Fear, Hate, Envy, Jealousy.

Thanks to the Neville Brothers for the title of this post...

From The

     In politics, Hillary Clinton speaks for the Clinton family now, and aside from her campaign debt, she has no real difficulty supporting Barack Obama privately and publicly.

     But Bill Clinton has a beef. A Democrat who has spoken directly to Clinton about his feelings said that the former president remains “miffed” for two reasons.

     One is that he feels that Obama’s candidacy was essentially an anti-Clinton candidacy; that Obama ran against Clinton’s presidential record at times, implying that it was timeworn, divisive, and damaging to the party while adopting policy positions that seemed to flow directly from the Clinton oeuvre. Why should Clinton embrace a guy who spent the past twelve months bashing him and his accomplishments?

     Two: Clinton is convinced that the Obama campaign went out of its way to portray the former president as a racist. Clinton wants a private meeting with Obama to sort these things out; he has reconciled himself to the reality of Obama’s nomination and does not want to sit on the sidelines.

     Obama portrayed Clinton as a racist?
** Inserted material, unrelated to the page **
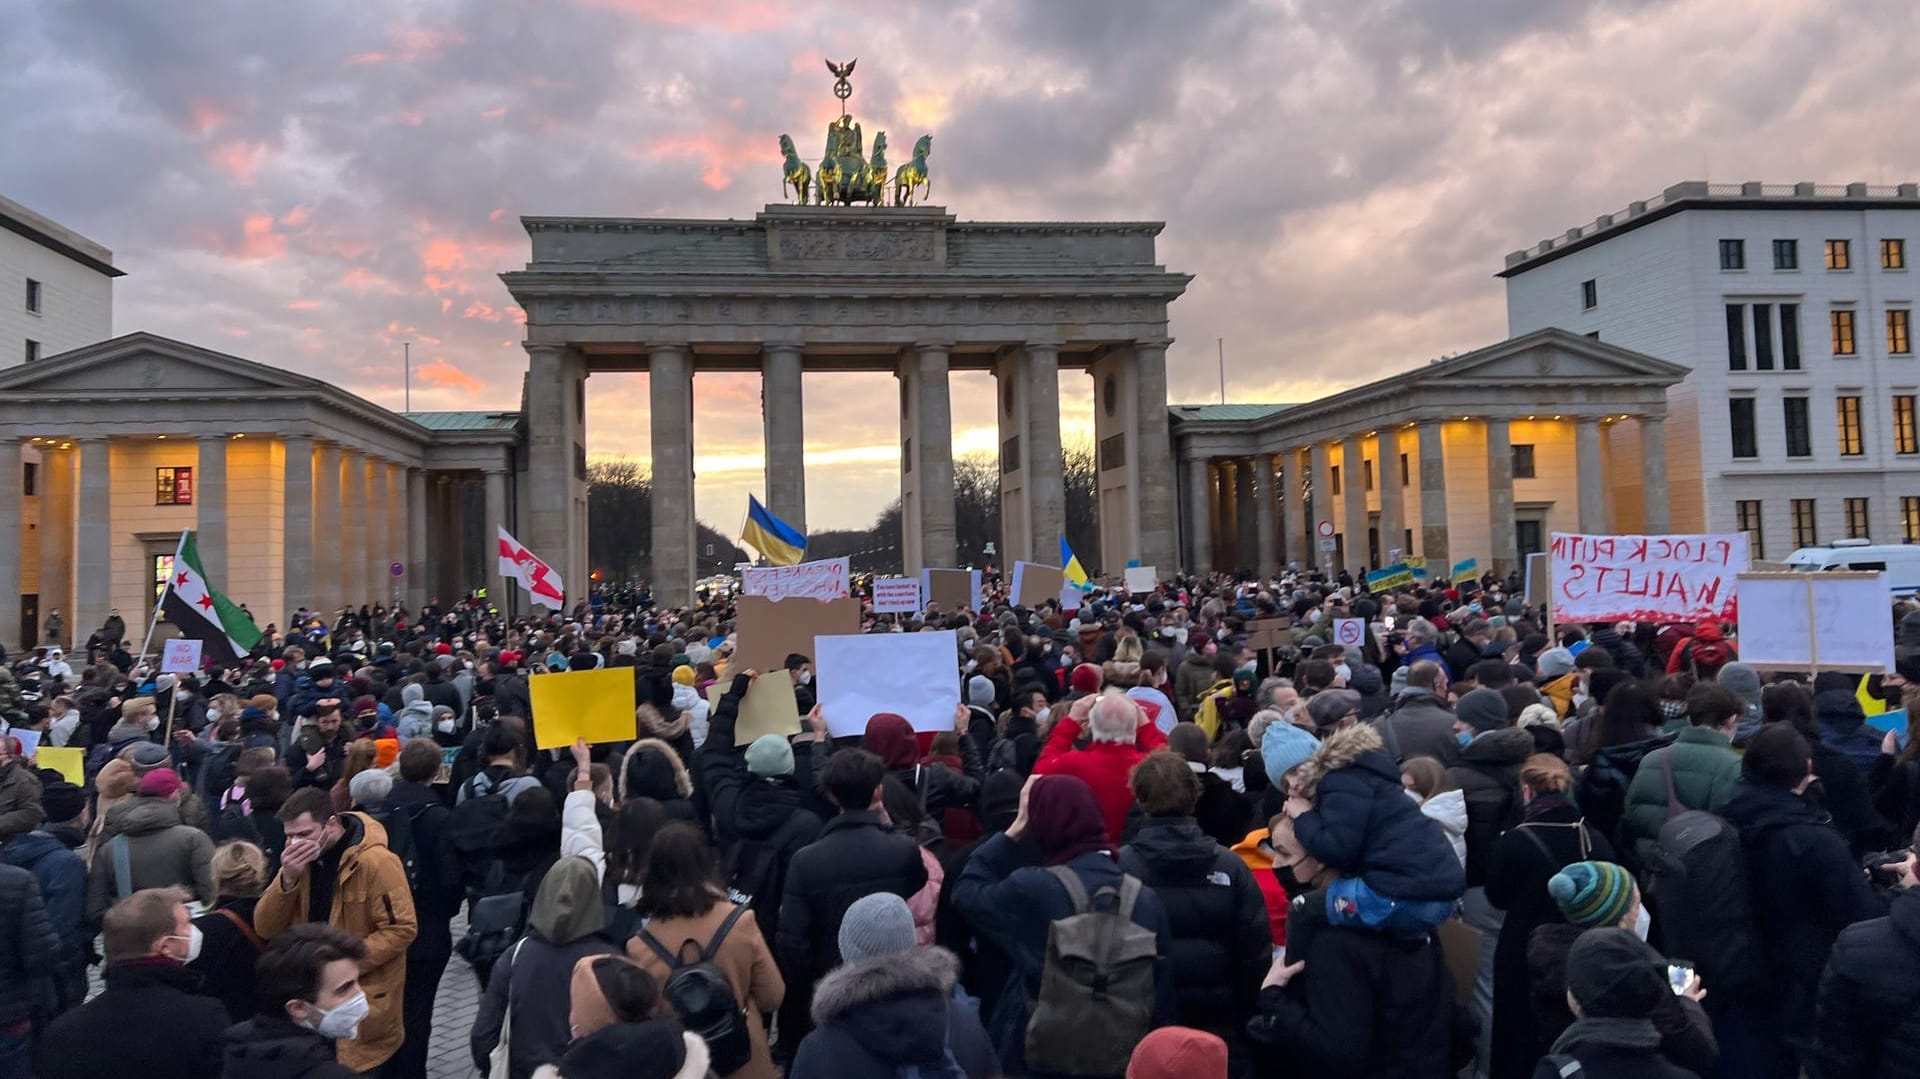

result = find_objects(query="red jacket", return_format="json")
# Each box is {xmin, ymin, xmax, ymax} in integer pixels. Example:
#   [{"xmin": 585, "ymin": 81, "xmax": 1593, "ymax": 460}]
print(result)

Really? When, exactly, was that?

     Bill's divisive dismissal of Obama as a latter-day Jesse Jackson, his prickly quip that the Illinois senator's candidacy was a "fairy tale", his claim to Philadelphia's WHYY that "you really have to go some to play the race card on me" (while veering off to mention his "office in Harlem"), and the generally nasty, negative tone on the Clinton campaign trail was like watching a YouTube nervous breakdown.

     Our first (white) "black president" looked like a blotchy, beet-red Rorschach Test.   

     Memo to Bill: it ain't your party, anymore, brother.

     And maybe the New Boss ain't the same as the Old Boss.



Anonymous said...

As Obama continues his drift to the center (one that's not likely to end until he's just right of center)the difference between Bill Clinton's politics will be nil. Obama will be the Clinton presidency incarnate but given Obama's mere presence in the history of American politics he will overshadow Clinton's legacy (how could it not?). Should Obama become president the new boss may not be the same as the old boss but he will be the same as the old boss before the current boss.


JohnnyRussia said...

My crystal ball is in the shop, but even if your prognostication bears fruit, Obama's "presence in the history of American politics" alone will be a huge step forward.